If multiple simulated shooters were to be created each with the same initial inputs (45% shooting percentage, 133 shots total), the distribution of streak lengths on average would not deviate much from the histogram we see above. There is of course the chance that a very long streak or an excessive number of small streaks occur, but in aggregate we should expect the distributions to be similar thanks to the law of large numbers. We can test this in the following cell by running the simulation for 100 shooters and seeing the proportion that each streak length occurs:

num_shots <- 133
shot_pct <- 0.45

all_streaks <- data.frame(matrix(ncol = 1, nrow = 0))
colnames(all_streaks) <- c('streak_length')


for (x in 1:100){
  sim <- sample(shot_outcomes,  size=num_shots, replace=TRUE,
                 prob = c(shot_pct, 1-shot_pct))
  streak <- openintro::calc_streak(sim)
  all_streaks <-rbind(all_streaks, streak)
}

print(prop.table(table(all_streaks)))
## length
##           0           1           2           3           4           5 
## 0.557239513 0.238024357 0.117185386 0.046143437 0.021244926 0.011502030 
##           6           7           8           9          12          13 
## 0.004194858 0.002706360 0.000947226 0.000541272 0.000135318 0.000135318

We can compare these proportions to the ones from our original shooter. These are outputted in the cell below:

print(prop.table(table(sim_streak)))
## length
##          0          1          2          3          4          5 
## 0.52112676 0.25352113 0.11267606 0.07042254 0.01408451 0.02816901

Looking closely at the proportions between the two, we can see that while there is some variation, they line up pretty well.

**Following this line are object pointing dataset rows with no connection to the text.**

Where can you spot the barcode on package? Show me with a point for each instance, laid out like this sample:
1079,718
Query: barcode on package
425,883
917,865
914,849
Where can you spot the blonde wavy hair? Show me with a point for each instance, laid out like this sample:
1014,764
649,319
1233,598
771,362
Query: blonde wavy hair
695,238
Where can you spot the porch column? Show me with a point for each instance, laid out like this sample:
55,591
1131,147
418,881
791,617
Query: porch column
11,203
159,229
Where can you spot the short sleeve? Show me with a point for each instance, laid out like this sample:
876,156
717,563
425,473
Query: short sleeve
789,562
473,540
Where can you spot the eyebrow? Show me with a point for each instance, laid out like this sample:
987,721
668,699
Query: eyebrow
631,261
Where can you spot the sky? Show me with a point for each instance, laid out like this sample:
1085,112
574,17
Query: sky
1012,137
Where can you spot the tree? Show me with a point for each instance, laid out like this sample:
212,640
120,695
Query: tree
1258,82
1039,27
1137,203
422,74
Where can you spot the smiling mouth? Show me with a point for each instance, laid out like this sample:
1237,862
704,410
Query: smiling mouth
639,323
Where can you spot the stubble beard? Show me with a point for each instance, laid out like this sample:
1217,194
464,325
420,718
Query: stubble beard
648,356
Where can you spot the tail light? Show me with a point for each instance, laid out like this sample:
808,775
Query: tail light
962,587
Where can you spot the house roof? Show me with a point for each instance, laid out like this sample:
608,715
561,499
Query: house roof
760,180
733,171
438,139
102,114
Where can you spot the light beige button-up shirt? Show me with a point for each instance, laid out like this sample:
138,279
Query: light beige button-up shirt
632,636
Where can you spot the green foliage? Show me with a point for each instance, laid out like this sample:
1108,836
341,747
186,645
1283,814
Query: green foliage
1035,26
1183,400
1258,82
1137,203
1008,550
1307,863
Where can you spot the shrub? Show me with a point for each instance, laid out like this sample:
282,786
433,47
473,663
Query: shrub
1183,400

  1. How does Kobe Bryant’s distribution of streak lengths compare to the distribution of streak lengths for the simulated shooter? Using this comparison, do you have evidence that the hot hand model fits Kobe’s shooting patterns? Explain.

WJ Response:

Given the asymmetrical shape of the Kobe and the simulated shooter’s streak distribution, the median and inter-quartile range (IQR) are useful statistics to help describe them. However, given that the two distributions seem similar in shape (and max/min values), the mean could also be a useful comparison tool). These are calculated and printed below:

kobe_stats = c(mean(kobe_streak$length), median(kobe_streak$length), 
               IQR(kobe_streak$length))
sim_stats = c(mean(sim_streak$length), median(sim_streak$length), 
               IQR(sim_streak$length))
stat_names = c('mean', 'median', 'IQR')
data.frame(stat_names, kobe_stats, sim_stats)
##   stat_names kobe_stats sim_stats
## 1       mean  0.7631579 0.8873239
## 2     median  0.0000000 0.0000000
## 3        IQR  1.0000000 1.0000000

We see that the median and IQR values are the same (respectively 0 and 1 due to the fact that these values comprise the majority of streak lengths in each distribution), and that the mean streak length for the simulated shooter is actually better than for Kobe. Given all of these factors (distribution comparison, descriptive stats comparison), we can pretty safely say that Kobe did not have a “hot-hand” during the NBA finals. However, in order to bolster evidence for this conclusion, a possible next step would be to perform some kind of hypothesis testing.